Many of those STEAM titles feature protagonists who overcome obstacles, including racism, sexism and poverty, to follow their dreams. Importantly, Avila explains, these topics are relatable to the initiative’s target community – children from low-income families in underserved neighborhoods.
“The Doctor with an Eye for Eyes: The Story of Dr. Patricia Bath,” by Julia Finley Mosca, for example, depicts the pioneering scientist as a young girl during the Civil Rights Movement, who dreams of becoming a doctor. Among many accomplishments, Bath became the first African-American female ophthalmologist to patent a medical invention, a new device and technique for cataract surgery.
Besides book donations and monthly reading parties, Avila explains, the literacy effort will also engage more employees in mentoring students through STEAM Camp. That program will help students explore and understand potential options for their future, by participating in interactive STEAM-related activities.
At one event, they built a small vehicle with the resources provided, not knowing that their finished product would be involved in a crash test, Avila explains.
“We actually gave them an egg, and with that egg, whoever crashed the vehicle more times without breaking the egg was the winner,” he said. “Yes, it was a little messy, but it was a lot of fun.”
The impact of this particular initiative, like Ford Driving Dreams, may not reach every state, but that’s not necessary the goal, Avila says. The aim is to simply listen and meet specific community needs.

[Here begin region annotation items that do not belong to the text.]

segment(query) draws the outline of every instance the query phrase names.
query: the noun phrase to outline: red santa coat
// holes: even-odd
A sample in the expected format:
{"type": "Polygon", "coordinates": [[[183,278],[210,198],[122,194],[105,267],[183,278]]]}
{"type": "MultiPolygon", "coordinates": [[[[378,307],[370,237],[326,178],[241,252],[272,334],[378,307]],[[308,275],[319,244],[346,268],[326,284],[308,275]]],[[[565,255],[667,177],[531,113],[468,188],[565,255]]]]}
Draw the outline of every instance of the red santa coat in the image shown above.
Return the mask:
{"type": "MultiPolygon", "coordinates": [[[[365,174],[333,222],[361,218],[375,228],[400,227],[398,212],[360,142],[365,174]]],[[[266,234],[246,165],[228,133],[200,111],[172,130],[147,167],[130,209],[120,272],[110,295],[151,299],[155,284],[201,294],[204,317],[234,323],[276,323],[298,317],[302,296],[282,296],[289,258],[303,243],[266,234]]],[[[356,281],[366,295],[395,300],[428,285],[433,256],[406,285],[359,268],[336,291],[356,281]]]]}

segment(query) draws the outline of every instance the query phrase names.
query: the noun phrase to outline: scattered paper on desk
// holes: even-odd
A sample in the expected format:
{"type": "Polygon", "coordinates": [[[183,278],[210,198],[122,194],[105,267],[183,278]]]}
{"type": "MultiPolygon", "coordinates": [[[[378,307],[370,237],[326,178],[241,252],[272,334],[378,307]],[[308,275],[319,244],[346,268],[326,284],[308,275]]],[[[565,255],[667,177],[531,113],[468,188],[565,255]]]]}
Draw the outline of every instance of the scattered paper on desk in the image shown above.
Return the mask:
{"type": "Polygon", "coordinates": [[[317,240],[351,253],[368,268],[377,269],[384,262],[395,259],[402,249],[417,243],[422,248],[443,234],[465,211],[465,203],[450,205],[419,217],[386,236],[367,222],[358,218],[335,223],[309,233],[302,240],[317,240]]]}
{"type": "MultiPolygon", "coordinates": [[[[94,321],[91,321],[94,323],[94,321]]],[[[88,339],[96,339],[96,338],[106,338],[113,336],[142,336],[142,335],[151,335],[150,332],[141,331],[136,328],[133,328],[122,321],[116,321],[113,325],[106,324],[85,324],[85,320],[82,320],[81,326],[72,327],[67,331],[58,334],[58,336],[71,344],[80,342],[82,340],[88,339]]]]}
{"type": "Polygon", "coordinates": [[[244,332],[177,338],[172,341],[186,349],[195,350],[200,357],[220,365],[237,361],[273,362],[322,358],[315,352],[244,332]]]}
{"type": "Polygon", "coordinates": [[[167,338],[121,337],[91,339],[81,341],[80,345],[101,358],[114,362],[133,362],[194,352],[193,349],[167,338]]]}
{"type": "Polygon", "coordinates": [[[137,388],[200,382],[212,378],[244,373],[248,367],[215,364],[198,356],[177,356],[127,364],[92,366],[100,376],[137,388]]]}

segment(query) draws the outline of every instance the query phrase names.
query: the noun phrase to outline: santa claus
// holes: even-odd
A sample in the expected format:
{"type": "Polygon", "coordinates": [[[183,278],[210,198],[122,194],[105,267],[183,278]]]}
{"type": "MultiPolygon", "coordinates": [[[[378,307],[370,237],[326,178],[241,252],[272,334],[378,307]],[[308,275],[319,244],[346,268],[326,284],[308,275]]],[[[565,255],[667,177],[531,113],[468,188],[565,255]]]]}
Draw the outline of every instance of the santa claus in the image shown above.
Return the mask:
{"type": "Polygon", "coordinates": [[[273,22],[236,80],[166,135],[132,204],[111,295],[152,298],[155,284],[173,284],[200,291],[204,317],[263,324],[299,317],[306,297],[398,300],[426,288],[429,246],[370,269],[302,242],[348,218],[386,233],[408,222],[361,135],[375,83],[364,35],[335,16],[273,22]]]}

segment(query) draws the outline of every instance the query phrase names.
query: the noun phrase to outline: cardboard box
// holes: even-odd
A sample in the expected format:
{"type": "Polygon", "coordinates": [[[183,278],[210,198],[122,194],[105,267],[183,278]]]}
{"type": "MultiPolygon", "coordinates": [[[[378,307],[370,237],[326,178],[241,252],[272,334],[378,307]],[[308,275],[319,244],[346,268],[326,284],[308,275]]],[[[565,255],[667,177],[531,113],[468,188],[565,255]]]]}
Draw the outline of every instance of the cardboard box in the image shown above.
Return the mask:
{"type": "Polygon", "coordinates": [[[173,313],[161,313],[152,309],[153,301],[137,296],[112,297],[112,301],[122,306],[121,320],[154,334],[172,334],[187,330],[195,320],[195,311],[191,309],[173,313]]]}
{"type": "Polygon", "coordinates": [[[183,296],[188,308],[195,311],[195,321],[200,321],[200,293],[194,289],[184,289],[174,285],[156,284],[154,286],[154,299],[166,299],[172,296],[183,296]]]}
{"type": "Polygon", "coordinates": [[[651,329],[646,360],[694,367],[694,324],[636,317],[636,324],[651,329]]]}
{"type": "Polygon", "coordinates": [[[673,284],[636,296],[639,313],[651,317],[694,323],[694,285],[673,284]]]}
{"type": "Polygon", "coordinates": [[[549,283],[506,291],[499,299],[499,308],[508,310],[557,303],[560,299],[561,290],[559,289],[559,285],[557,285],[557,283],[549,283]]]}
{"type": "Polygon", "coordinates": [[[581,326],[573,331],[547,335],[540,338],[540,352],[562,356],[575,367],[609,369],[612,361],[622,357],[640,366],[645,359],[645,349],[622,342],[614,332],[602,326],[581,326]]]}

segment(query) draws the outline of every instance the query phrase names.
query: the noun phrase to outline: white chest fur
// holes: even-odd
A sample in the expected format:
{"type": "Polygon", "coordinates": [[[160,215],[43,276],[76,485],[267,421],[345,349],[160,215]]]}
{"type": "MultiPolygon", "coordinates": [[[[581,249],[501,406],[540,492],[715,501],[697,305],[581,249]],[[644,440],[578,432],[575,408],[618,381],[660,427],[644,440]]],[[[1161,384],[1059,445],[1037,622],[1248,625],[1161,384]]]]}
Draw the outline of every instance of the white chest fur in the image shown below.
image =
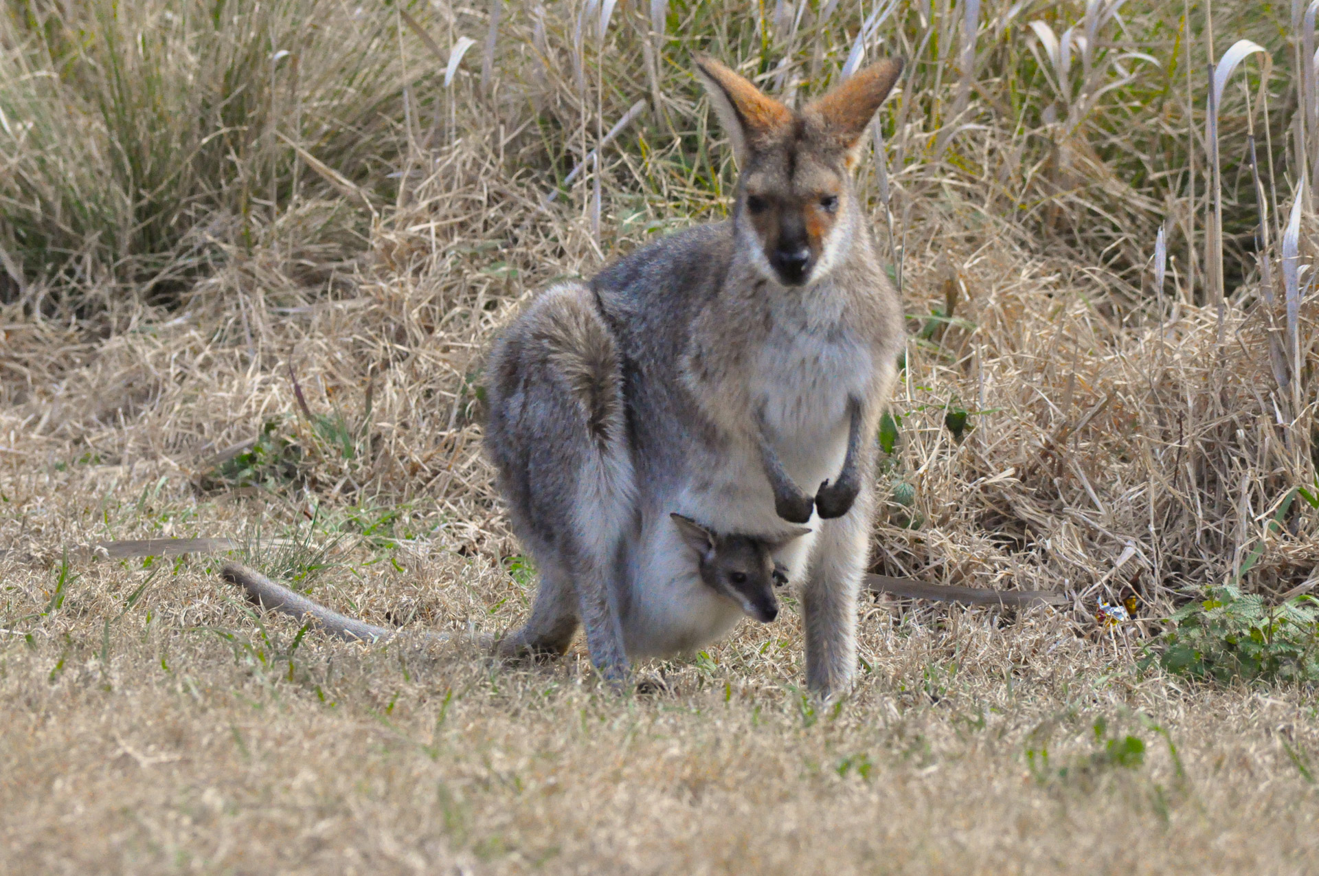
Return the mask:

Each year, the Ford Fund invests more than $16 million to support educational initiatives, such as this, so that students may pursue their highest potential through their academic years and beyond. Its impact, in turn, will help solve challenges that might otherwise hinder economic development.
“By engaging students at a younger age, we’re providing them more opportunities,” Avila says. “We’re opening their eyes to learn about fields that hopefully they can pursue in the future and help us to close the gap.”